Patrick GasienicaPatryk Gąsienica[4] – nasz rodak, który postanowił skakać w barwach amerykańskich. Niestety dość szybko zakończył karierę, po czym co gorsza uległ śmiertelnemu wypadkowi. Niemniej żyje w naszych sercach...
W sumie nie Amerykanie, ale Kanada i tak jest blisko, a nawet zdarzało się, że trenowali razem[]

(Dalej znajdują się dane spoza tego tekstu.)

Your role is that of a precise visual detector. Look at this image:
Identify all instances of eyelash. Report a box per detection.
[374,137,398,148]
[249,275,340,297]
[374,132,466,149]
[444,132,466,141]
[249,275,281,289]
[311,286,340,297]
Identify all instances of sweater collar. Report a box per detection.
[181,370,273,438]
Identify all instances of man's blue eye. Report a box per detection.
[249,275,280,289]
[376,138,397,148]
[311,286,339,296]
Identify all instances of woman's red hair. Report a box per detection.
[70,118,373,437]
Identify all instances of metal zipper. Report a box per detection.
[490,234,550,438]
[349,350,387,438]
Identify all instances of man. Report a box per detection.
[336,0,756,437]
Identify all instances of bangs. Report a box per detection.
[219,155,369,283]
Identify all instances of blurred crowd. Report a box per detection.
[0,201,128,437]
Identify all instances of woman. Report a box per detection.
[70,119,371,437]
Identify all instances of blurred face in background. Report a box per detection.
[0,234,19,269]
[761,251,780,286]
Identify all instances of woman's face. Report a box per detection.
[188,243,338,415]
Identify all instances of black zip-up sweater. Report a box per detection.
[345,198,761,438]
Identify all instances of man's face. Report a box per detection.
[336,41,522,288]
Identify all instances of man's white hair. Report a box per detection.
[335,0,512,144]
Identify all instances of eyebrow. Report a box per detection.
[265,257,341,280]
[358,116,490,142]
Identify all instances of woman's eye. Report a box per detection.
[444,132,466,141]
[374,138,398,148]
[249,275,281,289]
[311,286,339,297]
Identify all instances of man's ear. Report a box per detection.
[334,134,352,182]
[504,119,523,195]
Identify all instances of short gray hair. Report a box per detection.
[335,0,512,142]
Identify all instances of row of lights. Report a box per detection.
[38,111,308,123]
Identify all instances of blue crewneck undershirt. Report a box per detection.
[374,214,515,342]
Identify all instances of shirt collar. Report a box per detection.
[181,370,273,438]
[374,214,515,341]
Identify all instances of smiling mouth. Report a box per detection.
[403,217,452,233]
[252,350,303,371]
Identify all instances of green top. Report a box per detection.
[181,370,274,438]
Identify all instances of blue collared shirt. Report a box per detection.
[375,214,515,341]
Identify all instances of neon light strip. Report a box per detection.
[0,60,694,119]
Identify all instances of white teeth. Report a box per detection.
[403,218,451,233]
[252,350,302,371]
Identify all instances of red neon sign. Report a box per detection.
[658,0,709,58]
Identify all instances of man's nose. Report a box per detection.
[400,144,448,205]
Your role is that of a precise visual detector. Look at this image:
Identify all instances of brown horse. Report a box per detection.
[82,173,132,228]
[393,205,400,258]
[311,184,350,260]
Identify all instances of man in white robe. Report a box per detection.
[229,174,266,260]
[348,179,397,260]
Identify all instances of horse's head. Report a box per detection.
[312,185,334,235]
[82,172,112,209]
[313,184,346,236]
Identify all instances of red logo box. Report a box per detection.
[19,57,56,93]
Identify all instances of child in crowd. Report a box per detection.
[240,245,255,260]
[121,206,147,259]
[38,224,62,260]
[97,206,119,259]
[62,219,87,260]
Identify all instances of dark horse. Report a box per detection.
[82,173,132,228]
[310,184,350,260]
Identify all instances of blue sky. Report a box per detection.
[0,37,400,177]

- MacKenzie Boyd-Clowes - przeciętniak, ale jak na skoczka z półkuli zachodniej, można powiedzieć, że spisuje się dobrze (a od sezonu 2020/21 jeszcze lepiej![5]). W nagrodzie za zasługi skocznia w Lake Placid jest jego imienia[6]. Niestety w listopadzie 2023 ogłosił zawieszenie kariery, oby nie powtórzyła się sytuacja, jak u osoby poniżej, bo naprawdę dobrze się widziało niespodziewanego Kanadyjczyka w czołówce...
- Matthew Soukup – buloklep, który trochę przy pomocy kolegów i koleżanek z drużyny, a trochę szczęścia dzięki dyskwalifikacjom paru żeńskich elementów pozostałych drużyn został medalistą olimpijskim z konkursu mikstu. Dzięki temu ma więcej medali z igrzysk niż na przykład Granerud, a i z Eisenbichlerem bilans ma na remis. W euforii po sukcesie zawiesił karierę, po czym stwierdził, że i tak już drugi raz takiego farta nie będzie mieć, to postanowił nie wracać.
Przypisy
- ↑ Pod warunkiem, że któryś z rywali zaliczył upadek lub mu mocno powiało w plecy.
- ↑ Podobnie jak Belshaw
- ↑ Mistrzostwo Ameryki Północnej rzecz jasna, a co myślałeś?
- ↑ Chrzanić FIS-owskie grafiki, my zapisujemy po polsku.
- ↑ Raz nawet był blisko podium!
- ↑ No, bo jakiego niby innego MacKenziego? Znacie jakiegoś w ogóle?